Bild: Weißhelm-Soldaten kümmern sich um Opfer eines Angriffs in Ras el-Ain, I…
Berlin taz | Wenige Worte reichten der syrischen Filmemacherin Waad
al-Kateab für ihren Protest: „Stoppt das Bombardement von Krankenhäusern“
war auf den Schildern zu lesen, die sie auf dem Cannes-Filmfestival in die
Kameras hielt. Ihr Film „Für Sama“ zeigt den Alltag in Aleppo im Jahr 2016,
als Bomben auf die damals von Rebellen gehaltene Stadthälfte niedergingen.
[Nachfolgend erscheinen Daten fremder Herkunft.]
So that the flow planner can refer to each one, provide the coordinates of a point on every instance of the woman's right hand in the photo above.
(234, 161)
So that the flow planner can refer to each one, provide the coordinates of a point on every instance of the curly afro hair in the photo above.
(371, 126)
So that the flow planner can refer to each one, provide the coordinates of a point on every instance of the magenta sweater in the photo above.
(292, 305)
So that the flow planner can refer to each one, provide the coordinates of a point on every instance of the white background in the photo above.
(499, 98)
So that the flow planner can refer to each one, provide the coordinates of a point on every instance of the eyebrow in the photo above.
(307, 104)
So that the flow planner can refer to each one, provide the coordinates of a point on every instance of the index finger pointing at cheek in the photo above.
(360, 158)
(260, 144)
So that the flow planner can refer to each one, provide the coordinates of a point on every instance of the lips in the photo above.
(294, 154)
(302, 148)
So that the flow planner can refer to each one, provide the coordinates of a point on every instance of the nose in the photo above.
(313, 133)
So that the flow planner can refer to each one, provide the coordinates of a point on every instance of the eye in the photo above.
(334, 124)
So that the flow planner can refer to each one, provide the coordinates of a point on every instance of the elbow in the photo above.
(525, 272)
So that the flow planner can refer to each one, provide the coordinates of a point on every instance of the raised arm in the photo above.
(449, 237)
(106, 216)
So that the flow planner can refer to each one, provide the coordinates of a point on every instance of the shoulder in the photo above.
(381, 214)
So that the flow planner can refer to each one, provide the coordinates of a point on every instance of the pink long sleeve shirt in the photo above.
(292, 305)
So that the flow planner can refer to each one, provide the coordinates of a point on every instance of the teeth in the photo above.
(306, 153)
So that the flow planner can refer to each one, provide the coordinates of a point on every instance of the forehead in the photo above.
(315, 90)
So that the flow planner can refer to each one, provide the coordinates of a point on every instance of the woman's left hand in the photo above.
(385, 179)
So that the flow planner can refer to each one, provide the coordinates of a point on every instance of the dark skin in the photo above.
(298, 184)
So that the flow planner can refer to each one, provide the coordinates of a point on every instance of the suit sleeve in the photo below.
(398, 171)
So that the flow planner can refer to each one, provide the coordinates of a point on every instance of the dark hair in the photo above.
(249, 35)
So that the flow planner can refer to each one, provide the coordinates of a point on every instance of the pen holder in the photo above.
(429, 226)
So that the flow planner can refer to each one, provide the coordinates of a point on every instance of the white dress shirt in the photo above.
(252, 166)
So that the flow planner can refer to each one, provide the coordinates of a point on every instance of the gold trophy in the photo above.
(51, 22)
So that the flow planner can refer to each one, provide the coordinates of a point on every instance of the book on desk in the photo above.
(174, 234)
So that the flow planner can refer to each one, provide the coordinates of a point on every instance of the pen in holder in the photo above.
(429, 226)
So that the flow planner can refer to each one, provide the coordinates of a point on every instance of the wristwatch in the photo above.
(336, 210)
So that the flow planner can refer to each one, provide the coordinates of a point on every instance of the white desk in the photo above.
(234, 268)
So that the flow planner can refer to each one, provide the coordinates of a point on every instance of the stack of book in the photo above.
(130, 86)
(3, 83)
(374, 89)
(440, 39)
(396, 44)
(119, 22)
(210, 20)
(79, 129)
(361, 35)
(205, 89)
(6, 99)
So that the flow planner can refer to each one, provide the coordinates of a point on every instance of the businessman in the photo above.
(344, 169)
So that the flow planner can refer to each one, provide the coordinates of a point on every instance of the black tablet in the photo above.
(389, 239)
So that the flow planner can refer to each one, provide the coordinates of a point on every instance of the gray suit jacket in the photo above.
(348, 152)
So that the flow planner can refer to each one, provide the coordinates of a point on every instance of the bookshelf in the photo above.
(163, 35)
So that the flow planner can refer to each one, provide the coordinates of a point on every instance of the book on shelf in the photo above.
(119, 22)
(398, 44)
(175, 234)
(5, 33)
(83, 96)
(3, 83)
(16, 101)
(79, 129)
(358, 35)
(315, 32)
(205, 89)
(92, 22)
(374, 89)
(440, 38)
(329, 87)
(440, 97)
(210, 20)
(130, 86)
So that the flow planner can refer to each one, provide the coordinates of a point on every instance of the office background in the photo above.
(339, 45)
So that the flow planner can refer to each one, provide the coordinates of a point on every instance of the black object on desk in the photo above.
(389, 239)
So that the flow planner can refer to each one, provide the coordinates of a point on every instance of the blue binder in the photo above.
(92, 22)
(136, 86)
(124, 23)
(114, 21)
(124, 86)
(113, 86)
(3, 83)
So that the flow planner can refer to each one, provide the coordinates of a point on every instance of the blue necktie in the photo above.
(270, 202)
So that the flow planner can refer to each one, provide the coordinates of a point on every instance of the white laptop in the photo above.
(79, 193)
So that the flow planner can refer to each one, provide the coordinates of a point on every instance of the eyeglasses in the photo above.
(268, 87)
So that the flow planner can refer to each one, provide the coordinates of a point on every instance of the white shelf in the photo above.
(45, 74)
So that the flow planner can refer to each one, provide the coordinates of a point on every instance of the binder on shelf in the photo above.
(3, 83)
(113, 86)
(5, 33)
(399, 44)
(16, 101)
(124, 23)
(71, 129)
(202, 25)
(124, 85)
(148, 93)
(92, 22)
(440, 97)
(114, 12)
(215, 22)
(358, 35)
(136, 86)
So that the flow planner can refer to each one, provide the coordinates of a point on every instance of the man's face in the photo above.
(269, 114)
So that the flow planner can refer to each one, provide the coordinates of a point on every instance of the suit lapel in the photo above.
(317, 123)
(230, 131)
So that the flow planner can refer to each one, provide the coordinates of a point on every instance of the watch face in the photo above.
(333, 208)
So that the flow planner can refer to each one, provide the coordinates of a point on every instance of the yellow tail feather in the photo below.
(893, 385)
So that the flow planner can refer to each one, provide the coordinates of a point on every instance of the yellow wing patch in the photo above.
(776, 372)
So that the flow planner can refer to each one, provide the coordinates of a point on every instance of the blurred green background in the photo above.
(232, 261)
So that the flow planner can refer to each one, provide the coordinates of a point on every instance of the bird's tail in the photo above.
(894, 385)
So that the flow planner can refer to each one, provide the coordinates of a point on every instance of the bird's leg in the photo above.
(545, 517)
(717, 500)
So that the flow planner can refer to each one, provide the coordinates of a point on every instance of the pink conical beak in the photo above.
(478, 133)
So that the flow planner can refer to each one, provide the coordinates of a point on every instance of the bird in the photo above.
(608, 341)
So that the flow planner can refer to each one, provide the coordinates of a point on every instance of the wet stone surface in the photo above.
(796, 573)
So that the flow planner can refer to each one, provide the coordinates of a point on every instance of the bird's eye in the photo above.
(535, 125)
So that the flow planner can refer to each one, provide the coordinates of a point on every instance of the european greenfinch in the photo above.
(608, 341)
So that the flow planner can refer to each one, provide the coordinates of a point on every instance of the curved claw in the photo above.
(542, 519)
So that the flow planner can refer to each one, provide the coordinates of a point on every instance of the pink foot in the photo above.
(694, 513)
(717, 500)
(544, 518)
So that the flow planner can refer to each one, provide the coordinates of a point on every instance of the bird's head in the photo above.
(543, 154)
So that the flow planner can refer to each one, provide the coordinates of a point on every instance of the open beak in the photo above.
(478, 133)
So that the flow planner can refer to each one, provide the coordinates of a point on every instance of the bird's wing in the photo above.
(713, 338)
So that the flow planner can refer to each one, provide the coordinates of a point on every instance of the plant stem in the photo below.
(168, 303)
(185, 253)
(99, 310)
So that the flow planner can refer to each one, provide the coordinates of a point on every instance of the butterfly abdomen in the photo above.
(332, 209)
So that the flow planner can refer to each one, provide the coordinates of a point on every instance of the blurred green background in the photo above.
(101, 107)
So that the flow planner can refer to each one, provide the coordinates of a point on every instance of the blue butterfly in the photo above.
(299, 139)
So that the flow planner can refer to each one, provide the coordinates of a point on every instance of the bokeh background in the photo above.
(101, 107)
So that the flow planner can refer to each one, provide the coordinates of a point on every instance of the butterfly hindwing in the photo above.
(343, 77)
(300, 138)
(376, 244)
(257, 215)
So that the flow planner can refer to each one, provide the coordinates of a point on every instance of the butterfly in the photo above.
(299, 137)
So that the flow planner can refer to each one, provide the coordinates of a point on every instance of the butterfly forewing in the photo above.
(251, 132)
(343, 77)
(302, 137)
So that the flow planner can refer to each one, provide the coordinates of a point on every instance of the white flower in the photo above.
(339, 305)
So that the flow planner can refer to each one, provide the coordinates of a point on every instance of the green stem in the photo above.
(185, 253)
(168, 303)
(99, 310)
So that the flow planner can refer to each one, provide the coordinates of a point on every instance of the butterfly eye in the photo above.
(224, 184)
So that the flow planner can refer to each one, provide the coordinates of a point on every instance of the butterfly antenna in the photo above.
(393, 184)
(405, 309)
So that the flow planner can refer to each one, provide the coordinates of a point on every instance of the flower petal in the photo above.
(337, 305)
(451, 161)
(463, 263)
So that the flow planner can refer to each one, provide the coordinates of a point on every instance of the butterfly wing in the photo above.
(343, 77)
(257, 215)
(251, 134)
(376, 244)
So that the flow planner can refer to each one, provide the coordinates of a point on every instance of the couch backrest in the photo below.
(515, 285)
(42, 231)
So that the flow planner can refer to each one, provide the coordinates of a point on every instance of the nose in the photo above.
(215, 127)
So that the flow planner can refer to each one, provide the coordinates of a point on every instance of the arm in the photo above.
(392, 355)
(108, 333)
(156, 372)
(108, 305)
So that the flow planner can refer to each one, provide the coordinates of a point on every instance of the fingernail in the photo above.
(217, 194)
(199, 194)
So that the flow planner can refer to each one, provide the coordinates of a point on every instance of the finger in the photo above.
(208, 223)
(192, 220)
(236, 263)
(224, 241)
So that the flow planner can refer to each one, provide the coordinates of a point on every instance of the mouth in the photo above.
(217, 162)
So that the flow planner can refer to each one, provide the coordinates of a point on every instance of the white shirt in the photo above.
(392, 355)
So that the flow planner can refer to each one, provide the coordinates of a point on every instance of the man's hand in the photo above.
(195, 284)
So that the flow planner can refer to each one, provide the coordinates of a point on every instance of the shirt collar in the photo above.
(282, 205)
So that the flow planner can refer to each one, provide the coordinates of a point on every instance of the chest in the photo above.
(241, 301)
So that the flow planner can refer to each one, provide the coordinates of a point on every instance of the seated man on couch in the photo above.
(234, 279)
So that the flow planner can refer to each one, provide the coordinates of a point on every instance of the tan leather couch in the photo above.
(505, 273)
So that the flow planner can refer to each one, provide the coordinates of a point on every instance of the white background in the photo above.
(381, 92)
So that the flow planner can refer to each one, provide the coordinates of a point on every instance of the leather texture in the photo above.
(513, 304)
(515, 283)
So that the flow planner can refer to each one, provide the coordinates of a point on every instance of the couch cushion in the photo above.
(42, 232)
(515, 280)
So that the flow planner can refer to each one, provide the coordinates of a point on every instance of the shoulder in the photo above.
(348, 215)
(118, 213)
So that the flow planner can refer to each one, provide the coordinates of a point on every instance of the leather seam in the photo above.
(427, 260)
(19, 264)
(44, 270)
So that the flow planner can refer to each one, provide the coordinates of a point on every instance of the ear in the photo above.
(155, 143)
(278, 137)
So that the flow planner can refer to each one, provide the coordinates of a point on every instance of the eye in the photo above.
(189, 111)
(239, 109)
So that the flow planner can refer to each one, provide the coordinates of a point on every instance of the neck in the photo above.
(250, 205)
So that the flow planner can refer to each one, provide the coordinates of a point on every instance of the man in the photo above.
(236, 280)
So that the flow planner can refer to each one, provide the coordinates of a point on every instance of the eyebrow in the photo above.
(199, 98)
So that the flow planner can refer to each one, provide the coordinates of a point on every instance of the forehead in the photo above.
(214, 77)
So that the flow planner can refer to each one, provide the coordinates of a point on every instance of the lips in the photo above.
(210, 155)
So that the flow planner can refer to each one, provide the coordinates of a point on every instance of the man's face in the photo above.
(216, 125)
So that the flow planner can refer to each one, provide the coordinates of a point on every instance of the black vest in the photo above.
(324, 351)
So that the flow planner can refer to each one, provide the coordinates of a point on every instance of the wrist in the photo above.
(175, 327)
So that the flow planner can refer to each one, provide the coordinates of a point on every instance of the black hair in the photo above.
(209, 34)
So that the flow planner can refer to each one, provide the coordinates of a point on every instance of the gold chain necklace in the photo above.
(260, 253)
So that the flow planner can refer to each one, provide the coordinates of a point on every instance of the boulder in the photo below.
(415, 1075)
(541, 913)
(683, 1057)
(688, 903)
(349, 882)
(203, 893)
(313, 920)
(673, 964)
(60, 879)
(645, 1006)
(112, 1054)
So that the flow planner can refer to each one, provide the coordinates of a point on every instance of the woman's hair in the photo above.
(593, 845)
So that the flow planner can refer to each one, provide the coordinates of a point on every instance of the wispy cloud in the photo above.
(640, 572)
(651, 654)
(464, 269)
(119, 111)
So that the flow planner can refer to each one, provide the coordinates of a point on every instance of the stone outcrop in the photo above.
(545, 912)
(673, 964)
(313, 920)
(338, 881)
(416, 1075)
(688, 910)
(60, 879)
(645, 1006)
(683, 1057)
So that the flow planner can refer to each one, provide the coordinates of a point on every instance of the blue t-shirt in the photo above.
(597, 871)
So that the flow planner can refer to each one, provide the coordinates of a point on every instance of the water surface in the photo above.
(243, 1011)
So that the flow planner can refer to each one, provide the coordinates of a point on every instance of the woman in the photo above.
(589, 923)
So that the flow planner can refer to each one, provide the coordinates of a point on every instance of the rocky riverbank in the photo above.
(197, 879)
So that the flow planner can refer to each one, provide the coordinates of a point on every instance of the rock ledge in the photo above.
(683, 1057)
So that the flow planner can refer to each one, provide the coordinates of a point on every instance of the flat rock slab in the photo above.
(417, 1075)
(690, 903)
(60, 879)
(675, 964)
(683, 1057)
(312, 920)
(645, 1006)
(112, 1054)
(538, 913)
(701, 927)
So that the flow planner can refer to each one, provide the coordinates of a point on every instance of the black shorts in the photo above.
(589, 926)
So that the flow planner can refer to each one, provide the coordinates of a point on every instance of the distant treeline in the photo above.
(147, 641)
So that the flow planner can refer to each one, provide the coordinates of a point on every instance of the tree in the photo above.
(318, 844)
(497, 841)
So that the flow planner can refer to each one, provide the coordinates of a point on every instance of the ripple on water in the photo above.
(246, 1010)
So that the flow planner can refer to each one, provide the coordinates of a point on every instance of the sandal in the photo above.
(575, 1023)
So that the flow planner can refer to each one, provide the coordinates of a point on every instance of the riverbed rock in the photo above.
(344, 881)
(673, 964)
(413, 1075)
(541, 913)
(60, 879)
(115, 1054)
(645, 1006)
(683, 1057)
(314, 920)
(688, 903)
Heute ist wenige Dutzend Kilometer weiter westlich, im Großraum Idlib,
tägliches Bombardement durch Regierungstruppen und die russische Luftwaffe
nun wieder Realität.
In Idlib und angrenzenden Gebieten in den Provinzen Hama und Aleppo spitzt
sich die Notlage zu. 18 medizinische Einrichtungen seien von Angriffen
getroffen worden, teilte das UN-Nothilfebüro Ocha am Wochenende mit. Auch
Schulen und Flüchtlingslager seien betroffen. Einige Hilfsorganisationen
haben aus Sorge um ihre Mitarbeiter bereits ihre Arbeit eingestellt.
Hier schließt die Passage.